Il motivo? Parliamo dell’indennità di vacanza contrattuale, una voce della retribuzione che è provvisoria, spiegano gli addetti ai lavori, e che entra in gioco quando si aspetta il rinnovo del contratto collettivo.
Ebbene, è la Ragioneria di Stato che ha aggiornato gli importi (qui, dal 2025). Per chi?
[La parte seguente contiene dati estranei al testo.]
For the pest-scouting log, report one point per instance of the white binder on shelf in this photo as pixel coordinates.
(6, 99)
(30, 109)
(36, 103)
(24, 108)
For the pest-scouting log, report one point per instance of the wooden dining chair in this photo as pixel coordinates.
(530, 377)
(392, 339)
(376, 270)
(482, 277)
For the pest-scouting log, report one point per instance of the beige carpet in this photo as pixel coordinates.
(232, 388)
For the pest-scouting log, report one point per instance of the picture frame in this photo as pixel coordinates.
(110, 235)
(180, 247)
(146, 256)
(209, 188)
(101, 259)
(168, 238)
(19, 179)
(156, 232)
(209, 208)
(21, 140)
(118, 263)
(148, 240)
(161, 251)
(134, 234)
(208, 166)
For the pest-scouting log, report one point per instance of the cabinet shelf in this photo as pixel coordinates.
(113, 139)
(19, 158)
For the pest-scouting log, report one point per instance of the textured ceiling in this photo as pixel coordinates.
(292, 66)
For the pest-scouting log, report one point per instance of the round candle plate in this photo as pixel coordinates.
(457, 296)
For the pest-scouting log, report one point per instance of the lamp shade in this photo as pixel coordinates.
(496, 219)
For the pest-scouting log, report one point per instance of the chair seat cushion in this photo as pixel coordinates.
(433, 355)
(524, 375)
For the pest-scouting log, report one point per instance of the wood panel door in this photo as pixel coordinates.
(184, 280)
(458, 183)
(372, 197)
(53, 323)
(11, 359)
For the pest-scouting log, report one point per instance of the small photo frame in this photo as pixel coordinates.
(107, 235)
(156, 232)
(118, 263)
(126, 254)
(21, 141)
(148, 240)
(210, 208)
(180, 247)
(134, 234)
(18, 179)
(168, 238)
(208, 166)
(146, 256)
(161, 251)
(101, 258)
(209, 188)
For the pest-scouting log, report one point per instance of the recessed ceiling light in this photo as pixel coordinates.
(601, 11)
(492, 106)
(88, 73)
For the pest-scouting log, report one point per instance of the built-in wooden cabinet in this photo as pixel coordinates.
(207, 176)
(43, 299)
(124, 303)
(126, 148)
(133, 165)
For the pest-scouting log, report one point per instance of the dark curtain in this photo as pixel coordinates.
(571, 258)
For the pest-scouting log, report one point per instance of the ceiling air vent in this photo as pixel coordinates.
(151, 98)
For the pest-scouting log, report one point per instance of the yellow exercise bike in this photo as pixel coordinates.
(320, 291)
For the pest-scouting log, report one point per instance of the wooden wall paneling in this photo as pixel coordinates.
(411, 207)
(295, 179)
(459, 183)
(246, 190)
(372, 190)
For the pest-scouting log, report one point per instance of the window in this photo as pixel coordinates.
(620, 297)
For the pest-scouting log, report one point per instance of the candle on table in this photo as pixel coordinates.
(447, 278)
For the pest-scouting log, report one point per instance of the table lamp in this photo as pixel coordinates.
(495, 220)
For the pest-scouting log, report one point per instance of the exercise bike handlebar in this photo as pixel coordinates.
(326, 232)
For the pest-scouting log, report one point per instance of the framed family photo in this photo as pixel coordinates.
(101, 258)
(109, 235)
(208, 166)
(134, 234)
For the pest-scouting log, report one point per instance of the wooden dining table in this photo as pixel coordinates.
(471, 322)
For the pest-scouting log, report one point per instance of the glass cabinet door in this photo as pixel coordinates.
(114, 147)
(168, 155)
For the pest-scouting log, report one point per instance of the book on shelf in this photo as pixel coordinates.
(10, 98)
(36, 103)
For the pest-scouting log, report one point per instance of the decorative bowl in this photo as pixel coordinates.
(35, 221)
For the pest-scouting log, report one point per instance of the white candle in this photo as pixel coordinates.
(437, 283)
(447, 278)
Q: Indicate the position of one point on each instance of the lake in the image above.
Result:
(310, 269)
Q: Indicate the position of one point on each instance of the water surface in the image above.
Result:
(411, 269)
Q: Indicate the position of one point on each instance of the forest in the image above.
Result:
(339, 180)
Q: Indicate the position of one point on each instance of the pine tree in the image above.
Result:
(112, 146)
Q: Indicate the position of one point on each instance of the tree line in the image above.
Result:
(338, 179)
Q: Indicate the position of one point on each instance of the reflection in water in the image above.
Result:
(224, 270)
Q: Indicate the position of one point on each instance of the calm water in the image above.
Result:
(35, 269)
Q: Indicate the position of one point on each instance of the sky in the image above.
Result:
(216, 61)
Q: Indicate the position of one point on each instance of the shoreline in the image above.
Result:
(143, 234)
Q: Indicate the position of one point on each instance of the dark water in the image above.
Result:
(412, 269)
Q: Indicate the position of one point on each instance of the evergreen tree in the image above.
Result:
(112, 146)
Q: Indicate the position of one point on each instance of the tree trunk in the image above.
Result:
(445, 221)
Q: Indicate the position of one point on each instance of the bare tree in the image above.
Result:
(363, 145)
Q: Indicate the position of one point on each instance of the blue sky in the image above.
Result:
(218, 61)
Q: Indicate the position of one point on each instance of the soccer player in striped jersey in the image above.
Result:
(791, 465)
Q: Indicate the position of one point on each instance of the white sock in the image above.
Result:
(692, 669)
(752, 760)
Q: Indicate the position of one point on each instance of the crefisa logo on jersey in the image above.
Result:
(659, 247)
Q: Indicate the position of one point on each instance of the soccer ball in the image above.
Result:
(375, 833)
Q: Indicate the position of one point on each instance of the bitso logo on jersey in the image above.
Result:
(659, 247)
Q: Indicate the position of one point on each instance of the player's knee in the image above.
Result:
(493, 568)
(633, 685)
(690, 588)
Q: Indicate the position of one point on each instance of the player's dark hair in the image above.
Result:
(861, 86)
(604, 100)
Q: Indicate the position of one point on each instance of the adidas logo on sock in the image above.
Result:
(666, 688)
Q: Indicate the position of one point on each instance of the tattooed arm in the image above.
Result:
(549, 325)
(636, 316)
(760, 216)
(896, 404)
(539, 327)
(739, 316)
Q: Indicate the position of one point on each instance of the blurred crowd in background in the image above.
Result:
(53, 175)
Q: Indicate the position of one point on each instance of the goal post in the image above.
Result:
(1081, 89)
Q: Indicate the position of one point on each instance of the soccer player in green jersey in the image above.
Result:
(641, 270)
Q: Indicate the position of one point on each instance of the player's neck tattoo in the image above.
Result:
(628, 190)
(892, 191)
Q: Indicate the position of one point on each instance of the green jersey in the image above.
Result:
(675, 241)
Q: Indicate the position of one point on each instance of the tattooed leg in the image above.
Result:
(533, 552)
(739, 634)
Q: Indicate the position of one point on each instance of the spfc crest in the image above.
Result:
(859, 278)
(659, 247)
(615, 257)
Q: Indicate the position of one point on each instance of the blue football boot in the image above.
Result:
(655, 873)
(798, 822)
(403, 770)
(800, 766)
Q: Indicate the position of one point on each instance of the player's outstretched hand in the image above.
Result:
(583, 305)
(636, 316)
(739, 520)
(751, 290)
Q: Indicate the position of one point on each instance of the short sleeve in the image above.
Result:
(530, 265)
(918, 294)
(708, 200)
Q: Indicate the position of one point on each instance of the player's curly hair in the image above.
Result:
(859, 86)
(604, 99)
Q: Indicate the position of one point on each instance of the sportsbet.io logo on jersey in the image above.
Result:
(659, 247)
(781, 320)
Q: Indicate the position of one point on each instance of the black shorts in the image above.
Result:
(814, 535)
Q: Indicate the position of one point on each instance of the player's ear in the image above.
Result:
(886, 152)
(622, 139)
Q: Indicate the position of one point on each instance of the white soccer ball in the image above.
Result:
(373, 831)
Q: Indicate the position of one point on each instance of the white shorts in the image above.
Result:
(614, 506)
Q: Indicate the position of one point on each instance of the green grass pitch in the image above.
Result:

Per quei settori dove è stato firmato il rinnovo contrattuale 2022-24. Ovviamente l’importo cambia fra settori e sarà corrisposto fino a che non verranno siglati i nuovi contratti.
Vediamo nel dettaglio qualche esempio citando qualche settore e qualche figura.
- Ministeri: dai 16,54 (operatori) a 49,08 euro (capi di dipartimento)
- Scuola: dai 14,55 (collaboratori) ai 36,17 euro (dirigenti scolastici)
- Sanità: dai 17,02 (personale supporto) ai 38,47 euro (dirigenti medici)
- Dirigenti di enti di ricerca: fino a 83,24 euro
Parliamo di una voce provvisoria, in busta paga come detto, perché la partita dei rinnovi contrattuali – 2025-2027 – e delle varie trattative è al centro del dibattito pubblico e sull’argomento nelle scorse settimane era intervenuto direttamente il ministro della Pubblica Amministrazione Paolo Zangrillo, rassicurando sulle tempistiche.